Outlook for Gateway Capital Fund II
As fundraising continues toward the $25 million target, Gateway Capital Fund II is well positioned to capitalise on opportunities emerging across Midwest industries. The firm brings a proven track record, an expanded geographic mandate, and a clear thesis around overlooked founders. That combination gives the fund a competitive edge in a crowded early-stage landscape.
For founders in supply chain, logistics, and manufacturing AI, the message is encouraging. Gateway Capital Fund II represents dedicated, local capital that understands the cash flow pressures and payment challenges facing early-stage businesses. Guthrie and her team are not just writing cheques. They are building alongside the companies they back.
With the first close now complete, the clock is ticking on deployment. Limited partners typically expect venture funds to invest their capital within three to four years. That timeline suggests Gateway Capital Fund II will move quickly to identify and support its next cohort of portfolio companies. Given the fund’s target of at least 20 investments, founders in the region should expect active outreach in the coming months.
The timing also works in the fund’s favour.
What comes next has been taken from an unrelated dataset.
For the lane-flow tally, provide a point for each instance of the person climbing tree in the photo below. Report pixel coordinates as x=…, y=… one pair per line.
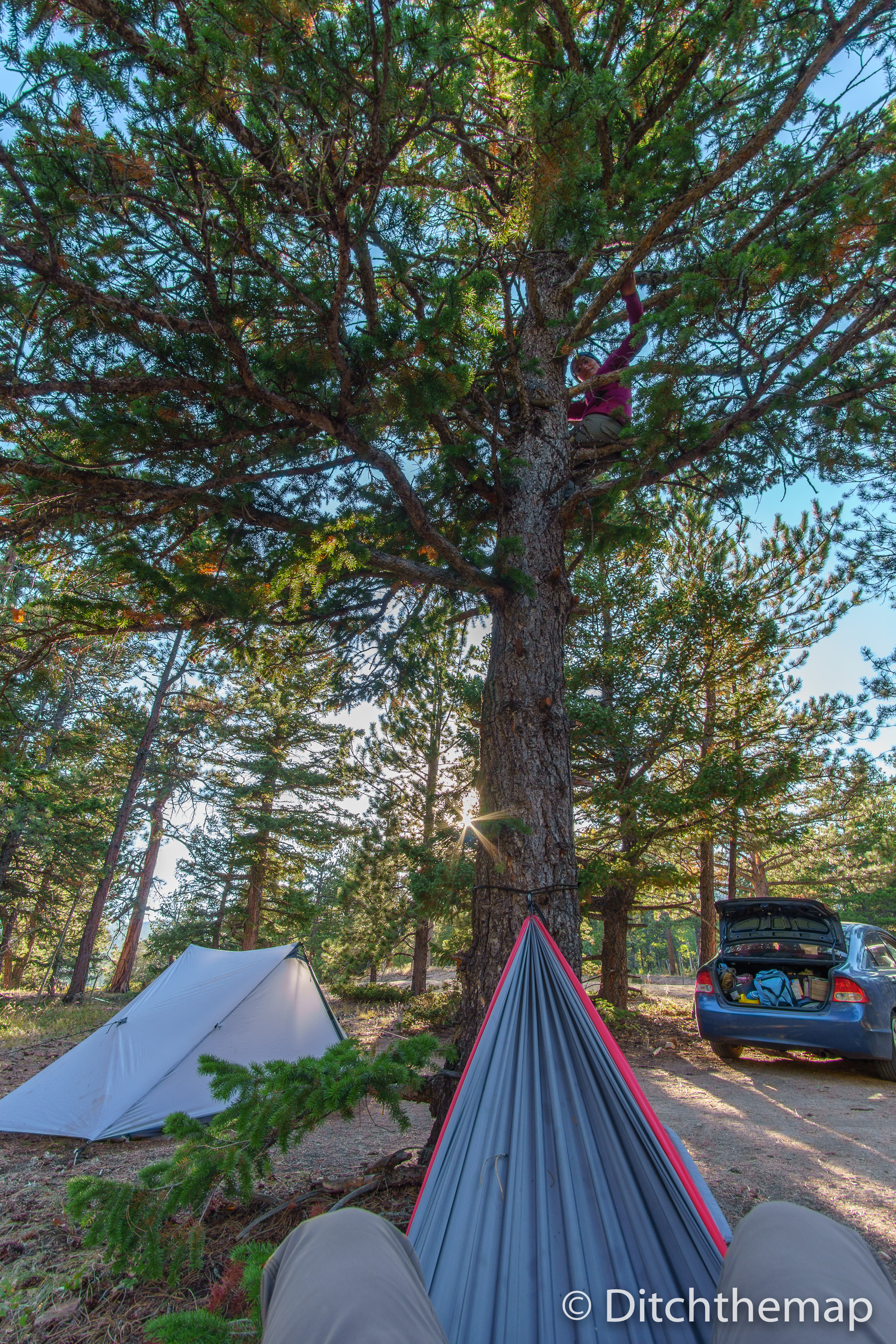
x=606, y=409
Many founders who might have chased coastal capital in previous years are now reconsidering. The venture environment has shifted, and raising money takes longer than it did during the boom years of 2020 and 2021. For Midwest entrepreneurs, having a dedicated local fund with dry powder and a clear mandate changes the calculus entirely.
The firm’s sophomore fund is more than a fundraising milestone. For the Midwest startup ecosystem, Gateway Capital Fund II is fresh evidence that venture investment patterns are shifting and that the next generation of outlier companies may well come from places the industry has spent decades ignoring.